A Clojure library designed to analyze energy usage data from the National Renewable Energy Laboratory. This is an open source project for the Den of Clojure and we encourage participation. Roll up your sleeves, hop in, and code!
lein clean lein run
The test problem I suggest is start with files containing 1 years' worth of 15-minute energy usage data and do some calculations within and between files. This is the sort of data you would get from a smart meter on your house. There are at least 64 apps available that consume this kind of data to provide visualizations, energy savings tips, and social games (http://en.openei.org/apps/?keyword=Green%20Button%20Apps). Several of the more sophisticated apps are doing big-data type analysis on the backend to recognize patterns associated with specific problems like a broken refrigerators, furnaces that need a filter change, etc. The sample calculations I'd suggest (and will try to hack some Clojure solution for) are:
-
Summarize the data into hourly, daily, weekly, and monthly time-series.
-
Calculate the min, max, average, and standard deviation for the daily, weekly, and monthly summaries.
-
Add all the time-series together to create a utility demand curve.
-
Sort 3 from highest to lowest to show what is called a load-duration curve. See below for why this is important to utility customers.
-
Find the days that contain the 350 highest 15-minute intervals in the load-duration curve.
Each file will contain the data for 1 building, either a home or a commercial office. The column definitions:
-
IntervalTimeStamp the time the measurement period ends. The last interval of the day has the timestamp of the next day 00:00. I don't know why they don't make it the 24:00 for the day being measured, but that's how the utility industry does it. When summing values the summed value's timestamp is the timestamp of the last value in the summation. E.G. The timestamp for the first hour of the year is 1/1/2012 01:00
-
kWh the energy consumed over the previous 15 minutes. These values can be summed directly to get the summary value. E.G Add the 4 values 00:15, 00:30, 00:45, 01:00 together to get the consumption for the first hour of the year.
-
qualityOfReading - List of codes indicating the quality of the reading. When summing intervals take the max qualityOfReading as the qualityOfReading for the summed value.

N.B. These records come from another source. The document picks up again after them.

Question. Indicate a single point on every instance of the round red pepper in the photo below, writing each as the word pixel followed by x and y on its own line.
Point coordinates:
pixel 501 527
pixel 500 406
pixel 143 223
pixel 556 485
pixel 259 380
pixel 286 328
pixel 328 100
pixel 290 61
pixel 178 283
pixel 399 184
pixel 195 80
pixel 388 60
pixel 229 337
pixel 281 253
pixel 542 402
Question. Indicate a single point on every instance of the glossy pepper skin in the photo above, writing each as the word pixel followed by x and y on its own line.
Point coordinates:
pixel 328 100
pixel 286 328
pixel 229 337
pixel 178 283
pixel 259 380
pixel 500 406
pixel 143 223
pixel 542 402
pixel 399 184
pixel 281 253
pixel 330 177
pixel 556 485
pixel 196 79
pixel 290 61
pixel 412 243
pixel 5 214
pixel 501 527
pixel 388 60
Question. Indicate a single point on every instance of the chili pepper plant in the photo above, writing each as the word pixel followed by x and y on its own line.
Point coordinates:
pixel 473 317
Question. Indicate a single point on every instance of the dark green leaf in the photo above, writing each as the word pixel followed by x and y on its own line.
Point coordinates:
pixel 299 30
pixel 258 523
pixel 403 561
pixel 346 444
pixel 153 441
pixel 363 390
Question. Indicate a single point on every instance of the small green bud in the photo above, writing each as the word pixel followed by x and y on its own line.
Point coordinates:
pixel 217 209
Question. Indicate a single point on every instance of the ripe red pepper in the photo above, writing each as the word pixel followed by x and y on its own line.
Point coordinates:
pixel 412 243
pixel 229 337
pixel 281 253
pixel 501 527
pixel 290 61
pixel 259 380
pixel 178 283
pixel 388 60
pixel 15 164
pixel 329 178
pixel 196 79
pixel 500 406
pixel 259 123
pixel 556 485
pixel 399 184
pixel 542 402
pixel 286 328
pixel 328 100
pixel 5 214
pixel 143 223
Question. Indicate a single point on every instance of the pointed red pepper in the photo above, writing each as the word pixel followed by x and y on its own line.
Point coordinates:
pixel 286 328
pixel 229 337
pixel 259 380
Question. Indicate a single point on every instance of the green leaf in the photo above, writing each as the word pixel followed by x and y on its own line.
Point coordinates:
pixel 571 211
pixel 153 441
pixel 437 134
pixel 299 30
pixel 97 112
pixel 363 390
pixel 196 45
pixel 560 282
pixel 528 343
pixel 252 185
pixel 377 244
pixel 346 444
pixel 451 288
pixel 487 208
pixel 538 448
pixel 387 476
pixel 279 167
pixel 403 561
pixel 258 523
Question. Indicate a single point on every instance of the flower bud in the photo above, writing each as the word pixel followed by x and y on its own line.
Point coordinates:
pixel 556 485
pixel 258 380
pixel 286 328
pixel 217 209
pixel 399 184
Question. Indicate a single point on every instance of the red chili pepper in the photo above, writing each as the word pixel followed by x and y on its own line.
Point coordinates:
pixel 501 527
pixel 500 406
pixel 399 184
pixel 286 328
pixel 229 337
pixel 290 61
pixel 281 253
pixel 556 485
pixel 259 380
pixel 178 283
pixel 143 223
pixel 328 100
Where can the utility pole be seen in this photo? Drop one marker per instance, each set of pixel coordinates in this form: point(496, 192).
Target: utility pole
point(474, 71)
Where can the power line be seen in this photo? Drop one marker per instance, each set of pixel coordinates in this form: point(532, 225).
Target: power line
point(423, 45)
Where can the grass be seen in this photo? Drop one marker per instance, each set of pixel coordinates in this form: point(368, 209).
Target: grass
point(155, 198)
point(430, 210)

The meaning are defined using the specification:
0 - valid: data that has gone through all required validation checks and either passed them all or has been verified 7 - manually edited: Replaced or approved by a human 8 - estimated using reference day: data value was replaced by a machine computed value based on analysis of historical data using the same type of measurement. 9 - estimated using linear interpolation: data value was computed using linear interpolation based on the readings before and after it 10 - questionable: data that has failed one or more checks 11 - derived: data that has been calculated (using logic or mathematical operations), not necessarily measured directly 12 - projected (forecast): data that has been calculated as a projection or forecast of future readings 13 - mixed: indicates that the quality of this reading has mixed characteristics 14 - raw: data that has not gone through the validation, editing and estimation process 15 - normalized for weather: the values have been adjusted to account for weather, in order to compare usage in different climates 16 - other: specifies that a characteristic applies other than those defined 17 - validated: data that has been validated and possibly edited and/or estimated in accordance with approved procedures 18 - verified: data that failed at least one of the required validation checks but was determined to represent actual usage
I've provided a couple of sample data files that will work well for unit testing and one real data file. I'll put together a couple thousand more real data files and send you a link to NREL's sftp site. The real data will be the result of detail simulation tools or fuzzed actual data. In any case they will look very similar to what actual building would consume. I can't provide actual data because of privacy concerns. README.rtf this file. Test15Minute.csv a year and a week of fake 15-minute data. The values are defined so that the hourly sums will be 1-8784 (2012 is a leap year). TestHourly.csv a year and a week of hourly summations of the Test15Minute data. TestDaily.csv a year and a week of daily summations of the Test15Minute data with summarization values in DayMin, DayMax, and DayAverage columns. GoldenOffice.csv a year of 15-minute simulated energy consumption data. The values are from a detailed simulation tool called EnergyPlus for a typical 1500 sqft office building located in Golden.
Copyright © 2012 Den of Clojure http://www.meetup.com/Denver-Clojure-Meetup/
Distributed under the Eclipse Public License, the same as Clojure.